Well, the week goes by, and by Thursday I start thinking, “How come Chico hasn’t called me to say, ‘I went to the job’?”

Just as I’m thinking the worst, the fax machine starts to hum. Out comes chugging this hand-written faxed message from our pal, Chico, at his new job:

“Dear G. I am learning how to use the fax machine. Love, Chico. P.S. I really love this job. Thanks for getting it for me.”

Two months later I walk into my office, and the first phone call I receive is from Chico’s mother, Rosa, to tell me that the night before, Chico had been standing not far from his front porch. And a car slowly pulled down the street, and mad-dogging glances were exchanged. Then words were volleyed back and forth.

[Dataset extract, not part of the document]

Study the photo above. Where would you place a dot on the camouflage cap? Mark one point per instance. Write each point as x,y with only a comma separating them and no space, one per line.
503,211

And finally, bullets flew from within the car. And one of them lodged very high up on the back of Chico’s neck. He was in intensive care at General Hospital in Los Angeles.

I can still see him, to this day, sitting on his front porch waiting for me to arrive every Friday afternoon. We’d talk and talk, and he’d always ask me questions about God. “What does God think about this?” And “Is God mad at us?” “Does God listen to us?”

And far more valuable than the measly paycheck I would hand him was the time I spent with him. I regret, even to this day, that it wasn’t more time.

Chico died a week later. As I blessed the cross on the coffin and handed it to his mother, I realized that this was the eighth kid I had buried in a three-week period. Yesterday, I buried my sixty-seventh kid. On Tuesday, I will bury my sixty-eighth.

Gangs are about despair. Too many kids in my community plan their funerals, and not their futures. They cannot imagine and conjure up an image of what tomorrow will look like, and consequently their present isn’t compelling enough to hold them there. And consequently, they sometimes don’t care whether they inflict harm and they sometimes don’t care whether they duck to get out of harm’s way.

Thomas Merton writes, “We must become the fire of a wild, white sun, eating up the distance between hope and despair.” That is our task. Not just those who happen to be privileged enough to work in the inner city, and to do ministry there, working with gang members. Everybody must do this.

For the vision still has its time, presses on to fulfillment, and it will not disappoint, and if it delays, then wait for it—choosing to become that fire that eats up the distance between hope and despair.